Don-buri, a dish of meat or vegetables simmered and then served over rice, is offered with a choice of chicken or pork. The pork - leaner shoulder rather than the classic fatty belly - undergoes a lengthy process involving slow-cooking in apples, leeks, sake and other ingredients. Add a few of the condiments available on each table to your bowl - soy sauce, chili oil and the spice blend called togarashi - and this is a delicious and filling meal for a mere $6.
The fried rice has already become a local favorite, and arrives with egg, carrot and scallion as well as a good smattering of toasted sesame seeds on top. It's a medium-sized bowl with a choice of pork, chicken or veggies, for $5. The rice is fluffy, with a hint of smokiness, and everything about the dish seems just right. I sampled it with salmon, which was a weekend special, and it was resplendent.

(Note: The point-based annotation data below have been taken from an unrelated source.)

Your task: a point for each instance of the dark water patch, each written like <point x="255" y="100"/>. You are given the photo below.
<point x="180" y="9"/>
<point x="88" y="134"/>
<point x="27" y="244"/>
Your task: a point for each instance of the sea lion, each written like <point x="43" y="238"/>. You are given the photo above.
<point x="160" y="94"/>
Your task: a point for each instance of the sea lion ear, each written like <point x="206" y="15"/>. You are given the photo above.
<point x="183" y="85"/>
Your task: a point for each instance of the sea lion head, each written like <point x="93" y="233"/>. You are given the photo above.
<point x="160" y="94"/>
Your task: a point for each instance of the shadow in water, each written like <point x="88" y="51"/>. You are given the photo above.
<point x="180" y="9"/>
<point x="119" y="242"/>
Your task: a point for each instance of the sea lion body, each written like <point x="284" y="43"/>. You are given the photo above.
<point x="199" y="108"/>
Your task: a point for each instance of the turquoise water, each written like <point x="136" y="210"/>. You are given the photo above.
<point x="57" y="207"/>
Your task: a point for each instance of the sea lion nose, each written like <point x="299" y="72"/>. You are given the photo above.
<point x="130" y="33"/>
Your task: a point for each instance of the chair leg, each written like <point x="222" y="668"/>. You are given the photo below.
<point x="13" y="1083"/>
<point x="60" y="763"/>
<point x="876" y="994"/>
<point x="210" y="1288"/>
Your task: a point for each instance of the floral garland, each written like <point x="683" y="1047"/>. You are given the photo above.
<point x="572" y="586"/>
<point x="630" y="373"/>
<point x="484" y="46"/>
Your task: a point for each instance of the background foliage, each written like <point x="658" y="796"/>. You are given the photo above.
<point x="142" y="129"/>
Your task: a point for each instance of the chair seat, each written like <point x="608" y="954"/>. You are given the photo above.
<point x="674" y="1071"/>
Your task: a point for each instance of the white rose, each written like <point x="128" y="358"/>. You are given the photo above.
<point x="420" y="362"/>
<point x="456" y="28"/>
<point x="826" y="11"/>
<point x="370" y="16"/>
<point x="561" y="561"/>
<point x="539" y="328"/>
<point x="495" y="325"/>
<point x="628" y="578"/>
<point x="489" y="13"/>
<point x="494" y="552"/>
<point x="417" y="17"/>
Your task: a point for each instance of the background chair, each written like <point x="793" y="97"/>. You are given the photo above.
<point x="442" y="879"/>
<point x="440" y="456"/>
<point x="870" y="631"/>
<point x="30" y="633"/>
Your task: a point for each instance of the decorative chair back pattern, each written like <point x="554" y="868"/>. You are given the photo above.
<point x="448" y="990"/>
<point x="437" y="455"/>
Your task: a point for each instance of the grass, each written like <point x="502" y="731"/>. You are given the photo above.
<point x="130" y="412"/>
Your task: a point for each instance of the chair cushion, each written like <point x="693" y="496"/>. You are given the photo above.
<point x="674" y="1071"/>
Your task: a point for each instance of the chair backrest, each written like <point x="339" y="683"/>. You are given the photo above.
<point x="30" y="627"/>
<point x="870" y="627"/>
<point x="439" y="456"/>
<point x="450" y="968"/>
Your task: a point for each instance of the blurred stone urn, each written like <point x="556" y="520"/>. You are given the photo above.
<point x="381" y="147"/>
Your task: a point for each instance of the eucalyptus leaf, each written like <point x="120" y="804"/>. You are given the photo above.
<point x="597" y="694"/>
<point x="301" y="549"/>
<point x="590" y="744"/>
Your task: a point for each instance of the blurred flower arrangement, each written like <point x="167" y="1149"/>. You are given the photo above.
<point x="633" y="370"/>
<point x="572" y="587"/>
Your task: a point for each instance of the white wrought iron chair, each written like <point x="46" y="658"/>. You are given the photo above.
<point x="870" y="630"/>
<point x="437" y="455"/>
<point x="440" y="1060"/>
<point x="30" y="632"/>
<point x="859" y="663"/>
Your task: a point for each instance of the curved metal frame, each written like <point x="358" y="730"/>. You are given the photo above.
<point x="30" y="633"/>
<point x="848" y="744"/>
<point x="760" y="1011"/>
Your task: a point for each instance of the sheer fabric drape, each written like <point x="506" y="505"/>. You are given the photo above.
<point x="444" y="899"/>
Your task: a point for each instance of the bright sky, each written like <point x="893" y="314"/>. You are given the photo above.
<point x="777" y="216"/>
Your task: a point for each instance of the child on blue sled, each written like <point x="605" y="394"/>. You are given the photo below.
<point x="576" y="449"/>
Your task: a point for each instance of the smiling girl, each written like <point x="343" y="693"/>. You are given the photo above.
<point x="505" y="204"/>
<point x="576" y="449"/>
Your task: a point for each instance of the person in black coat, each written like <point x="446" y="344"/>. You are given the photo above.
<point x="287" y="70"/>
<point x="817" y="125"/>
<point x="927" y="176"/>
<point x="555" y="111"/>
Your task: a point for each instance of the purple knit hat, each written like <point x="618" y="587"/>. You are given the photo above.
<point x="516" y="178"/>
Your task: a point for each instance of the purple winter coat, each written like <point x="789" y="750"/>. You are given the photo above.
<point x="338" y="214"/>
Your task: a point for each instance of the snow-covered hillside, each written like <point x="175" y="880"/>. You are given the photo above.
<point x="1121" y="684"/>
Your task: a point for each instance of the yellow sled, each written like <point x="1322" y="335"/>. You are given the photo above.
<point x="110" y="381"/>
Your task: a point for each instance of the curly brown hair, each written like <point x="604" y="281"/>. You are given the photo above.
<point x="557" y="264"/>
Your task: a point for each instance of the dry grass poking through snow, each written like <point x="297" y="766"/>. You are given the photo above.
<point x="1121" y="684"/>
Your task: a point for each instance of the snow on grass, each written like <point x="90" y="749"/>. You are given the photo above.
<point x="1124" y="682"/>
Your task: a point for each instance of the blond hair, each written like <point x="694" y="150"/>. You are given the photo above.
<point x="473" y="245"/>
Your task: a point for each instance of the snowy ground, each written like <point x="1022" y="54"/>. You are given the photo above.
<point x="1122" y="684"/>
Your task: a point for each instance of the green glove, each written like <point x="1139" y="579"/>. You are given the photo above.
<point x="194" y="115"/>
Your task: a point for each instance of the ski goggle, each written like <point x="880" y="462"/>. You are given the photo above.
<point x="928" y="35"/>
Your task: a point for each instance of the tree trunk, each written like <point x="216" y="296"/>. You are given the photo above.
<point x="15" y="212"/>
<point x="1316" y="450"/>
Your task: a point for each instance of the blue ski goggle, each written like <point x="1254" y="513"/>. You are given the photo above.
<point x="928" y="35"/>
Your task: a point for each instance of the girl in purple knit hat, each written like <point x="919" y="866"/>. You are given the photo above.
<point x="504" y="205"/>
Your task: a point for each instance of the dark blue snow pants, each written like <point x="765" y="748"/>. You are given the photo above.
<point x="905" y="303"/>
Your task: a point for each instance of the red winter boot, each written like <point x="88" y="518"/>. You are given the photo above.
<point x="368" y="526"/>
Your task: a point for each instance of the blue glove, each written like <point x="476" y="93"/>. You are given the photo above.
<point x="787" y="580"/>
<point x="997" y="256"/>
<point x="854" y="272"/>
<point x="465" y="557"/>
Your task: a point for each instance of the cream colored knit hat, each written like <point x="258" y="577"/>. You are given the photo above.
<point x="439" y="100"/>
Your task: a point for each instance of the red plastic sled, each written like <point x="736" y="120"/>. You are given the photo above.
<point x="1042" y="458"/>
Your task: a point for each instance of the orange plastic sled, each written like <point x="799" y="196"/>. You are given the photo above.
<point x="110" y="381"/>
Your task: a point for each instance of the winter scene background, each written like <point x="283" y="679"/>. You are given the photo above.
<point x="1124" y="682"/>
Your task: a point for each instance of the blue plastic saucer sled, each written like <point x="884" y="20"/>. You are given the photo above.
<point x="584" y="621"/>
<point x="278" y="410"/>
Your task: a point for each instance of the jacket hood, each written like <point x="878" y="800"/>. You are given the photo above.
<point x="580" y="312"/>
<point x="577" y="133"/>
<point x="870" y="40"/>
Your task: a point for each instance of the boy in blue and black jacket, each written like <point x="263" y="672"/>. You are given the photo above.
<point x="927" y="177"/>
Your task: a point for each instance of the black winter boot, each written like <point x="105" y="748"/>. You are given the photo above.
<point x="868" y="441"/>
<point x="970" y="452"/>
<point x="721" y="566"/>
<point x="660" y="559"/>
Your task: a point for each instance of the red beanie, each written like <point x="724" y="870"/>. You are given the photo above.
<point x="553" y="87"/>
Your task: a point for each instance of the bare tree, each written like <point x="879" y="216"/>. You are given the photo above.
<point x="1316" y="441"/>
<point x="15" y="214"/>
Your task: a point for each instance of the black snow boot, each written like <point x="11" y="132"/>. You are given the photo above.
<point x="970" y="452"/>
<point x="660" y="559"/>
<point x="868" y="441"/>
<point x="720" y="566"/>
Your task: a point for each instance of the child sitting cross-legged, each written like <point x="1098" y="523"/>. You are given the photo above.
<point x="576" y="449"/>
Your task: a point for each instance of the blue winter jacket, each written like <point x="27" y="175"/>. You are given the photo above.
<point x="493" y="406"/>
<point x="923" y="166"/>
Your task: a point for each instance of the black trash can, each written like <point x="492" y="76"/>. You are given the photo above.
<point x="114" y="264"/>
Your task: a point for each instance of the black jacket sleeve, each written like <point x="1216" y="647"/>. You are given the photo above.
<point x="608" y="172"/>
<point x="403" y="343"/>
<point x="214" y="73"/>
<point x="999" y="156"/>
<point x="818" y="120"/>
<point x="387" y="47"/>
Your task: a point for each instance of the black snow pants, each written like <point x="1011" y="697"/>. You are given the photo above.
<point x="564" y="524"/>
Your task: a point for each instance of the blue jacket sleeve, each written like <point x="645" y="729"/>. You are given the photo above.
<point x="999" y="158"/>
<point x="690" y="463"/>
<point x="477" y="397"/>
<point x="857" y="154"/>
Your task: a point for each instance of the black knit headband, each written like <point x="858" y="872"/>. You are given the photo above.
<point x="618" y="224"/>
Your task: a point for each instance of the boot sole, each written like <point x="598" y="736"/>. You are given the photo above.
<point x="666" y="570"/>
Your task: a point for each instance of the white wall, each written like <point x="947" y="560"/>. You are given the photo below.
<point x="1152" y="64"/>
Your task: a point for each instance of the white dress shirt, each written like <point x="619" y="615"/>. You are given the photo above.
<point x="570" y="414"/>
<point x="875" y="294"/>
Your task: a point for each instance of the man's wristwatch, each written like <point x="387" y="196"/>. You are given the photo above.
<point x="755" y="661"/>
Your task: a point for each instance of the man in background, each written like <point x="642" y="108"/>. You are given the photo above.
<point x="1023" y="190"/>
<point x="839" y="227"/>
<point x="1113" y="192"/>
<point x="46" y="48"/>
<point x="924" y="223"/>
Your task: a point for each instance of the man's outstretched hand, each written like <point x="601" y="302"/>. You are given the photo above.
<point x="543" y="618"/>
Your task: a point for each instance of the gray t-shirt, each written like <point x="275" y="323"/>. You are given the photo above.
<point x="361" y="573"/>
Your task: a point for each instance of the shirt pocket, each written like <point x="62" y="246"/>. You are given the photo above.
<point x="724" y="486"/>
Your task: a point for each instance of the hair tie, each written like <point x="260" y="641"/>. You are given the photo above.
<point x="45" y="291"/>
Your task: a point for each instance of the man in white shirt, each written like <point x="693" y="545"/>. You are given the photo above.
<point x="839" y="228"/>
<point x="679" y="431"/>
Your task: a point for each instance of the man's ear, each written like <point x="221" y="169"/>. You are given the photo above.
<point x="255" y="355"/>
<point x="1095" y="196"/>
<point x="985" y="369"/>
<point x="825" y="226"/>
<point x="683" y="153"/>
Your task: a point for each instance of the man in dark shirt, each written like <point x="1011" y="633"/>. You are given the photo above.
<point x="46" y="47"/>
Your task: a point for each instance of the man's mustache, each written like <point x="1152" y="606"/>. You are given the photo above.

Pot stickers, or gyoza, come as eight pork and garlic scape dumplings for $5. They arrive in an indistinct large clump - soft and steamy on one side and maximally crispy on the other. The dough is thin, light and yielding; the texture and flavor of the interior is rich and intensely flavorful. Prepare to order a second plate while devouring the first.
For the curious, Kusaka also offers Maji Coffee Pizza, the one holdout from the menu in Sendai. The personal-sized serving is handmade dough with tomato sauce, onions, peppers, mozzarella and summer sausage. It's odd and delectable and will satisfy any Japanese-reluctant dining partners.
In Japan, Hiroko worked for a chain that offered tonkotsu, the long-simmered stock made of pork bones. This is a lip-coatingly rich ramen style that is tacky, creamy and sometimes even a bit fishy. It's a variety that has been the rage for the last few years here in the U.S., but Hiroko developed an aversion to it.
Instead, she makes three other classic broths: soy, chicken and a miso, for which she makes her own blend. The broths are straightforward, precise and subtle. They're offered with the choice of an additional egg or protein, and thus range in price from $6 to $10.
For now, the very gregarious and efficient Chris is host, waiter and kitchen helper, while Hiroko is chef. The couple have begun to hire some help, and as word spreads, they're going to need it.